太宰
「太宰治生誕100年で映画化相次ぐ 『ヴィヨンの妻』『斜陽』など」(産経新聞)
→ http://sankei.jp.msn.com/entertainments/entertainers/081229/tnr0812292111006-n1.htm
来年、生誕100年を迎える太宰治(明治42〜昭和23年)の小説の映画化が相次いでいる。すでに、「ヴィヨンの妻」「斜陽」「パンドラの匣(はこ)」の3作品の製作が進んでおり、来年公開を予定。うち映画「ヴィヨンの妻 桜桃とタンポポ」を製作中の根岸吉太郎監督は「太宰が描いた混とんとした戦後は、不況で良い時代に向かっているとは思えない今の時代と重なる」と話している。
「ヴィヨンの妻」は太宰が自殺直前の昭和22年に発表した自伝的小説。根岸監督のほか、今年9月に亡くなった市川準監督も映画化の準備を進めていた太宰の代表作のひとつだ。
映画ではこの作品をベースに、「思ひ出」「姥捨(うばすて)」など太宰作品のエッセンスを詰め込み「太宰が生きた戦後」の映像化を試みている。10月から東京・成城の東宝スタジオに、昭和20年代前半の東京下町のセットを組み、撮影が行われた。太宰の“分身的存在”として登場する放蕩(ほうとう)者の小説家を浅野忠信が、借金や浮気など夫に振り回されながらもけなげに支える妻を松たか子が演じている。
内面描写の多い太宰作品について、根岸監督は映像化が難しい作品というが、「いつか映画化したかった。作品からは、いつの時代も、生きていくなかで誰しもが心にひっかかり、共感できる部分を見つけることができる」とその魅力を語る。
一方、来年6月に全国公開予定の「斜陽」は、秋原正俊監督にとって「富嶽百景」に次いで2作目となる太宰作品の映画化。

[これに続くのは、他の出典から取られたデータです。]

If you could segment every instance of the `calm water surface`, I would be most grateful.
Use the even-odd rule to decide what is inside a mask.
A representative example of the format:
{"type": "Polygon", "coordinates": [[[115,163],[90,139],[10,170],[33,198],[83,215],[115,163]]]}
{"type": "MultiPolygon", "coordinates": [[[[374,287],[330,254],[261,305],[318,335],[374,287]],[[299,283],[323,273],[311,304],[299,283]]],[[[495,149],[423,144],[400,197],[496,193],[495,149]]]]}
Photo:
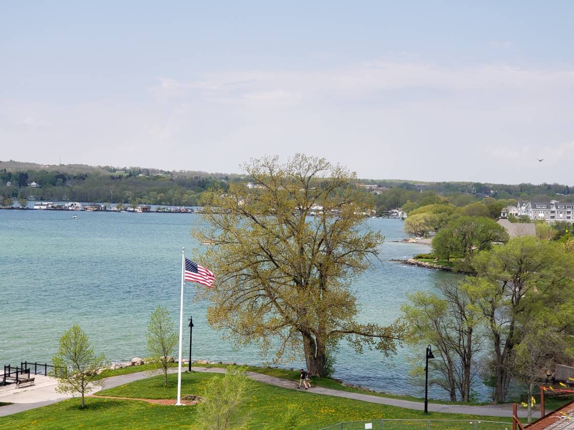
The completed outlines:
{"type": "MultiPolygon", "coordinates": [[[[87,332],[98,352],[113,360],[145,356],[144,334],[158,304],[179,321],[181,247],[191,249],[193,214],[136,214],[65,211],[0,210],[0,364],[50,361],[58,339],[74,323],[87,332]]],[[[354,287],[361,322],[387,324],[399,315],[407,293],[428,291],[455,275],[389,261],[428,252],[424,245],[397,243],[402,221],[367,221],[386,237],[382,264],[358,279],[354,287]]],[[[192,256],[188,255],[188,257],[192,256]]],[[[185,323],[193,315],[194,358],[259,364],[253,347],[234,350],[223,333],[205,320],[207,302],[191,301],[188,283],[185,323]]],[[[199,288],[203,288],[201,286],[199,288]]],[[[184,351],[188,350],[185,331],[184,351]]],[[[389,392],[420,396],[410,383],[401,350],[390,359],[377,351],[355,353],[342,344],[335,377],[389,392]]],[[[424,357],[424,351],[420,354],[424,357]]],[[[187,353],[185,353],[187,356],[187,353]]],[[[297,367],[301,363],[287,364],[297,367]]],[[[487,390],[479,390],[486,394],[487,390]]],[[[432,389],[435,398],[444,398],[432,389]]]]}

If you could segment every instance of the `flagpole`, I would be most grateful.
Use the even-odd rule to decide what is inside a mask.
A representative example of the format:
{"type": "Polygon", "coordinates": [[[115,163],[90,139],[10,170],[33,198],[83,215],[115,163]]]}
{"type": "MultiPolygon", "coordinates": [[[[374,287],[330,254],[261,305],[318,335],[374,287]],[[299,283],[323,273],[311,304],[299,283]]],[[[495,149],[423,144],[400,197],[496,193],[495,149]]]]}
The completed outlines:
{"type": "Polygon", "coordinates": [[[179,359],[177,361],[177,402],[176,405],[181,405],[181,342],[183,337],[183,284],[184,271],[185,268],[185,248],[181,248],[181,296],[180,300],[180,346],[179,359]]]}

「古典として今も残る小説は普遍的に優れている。太宰作品はその代表的存在。太宰の世界観を新鮮なキャストで映像として現代に甦らたいと思う監督は多いはず」と秋原監督。
メーンキャストには、太宰の墓参りに行くほどの熱心な太宰ファンという佐藤江梨子と、太宰と同じ誕生日で作品にも詳しい温水洋一の俳優2人を抜擢(ばってき)した。
「現場ではそれぞれの太宰に対する熱い思いをぶつけ合いながら撮影できた。映画を見た若い人に改めて太宰の小説に興味を持ってもらえたら」と秋原監督は期待を込めた。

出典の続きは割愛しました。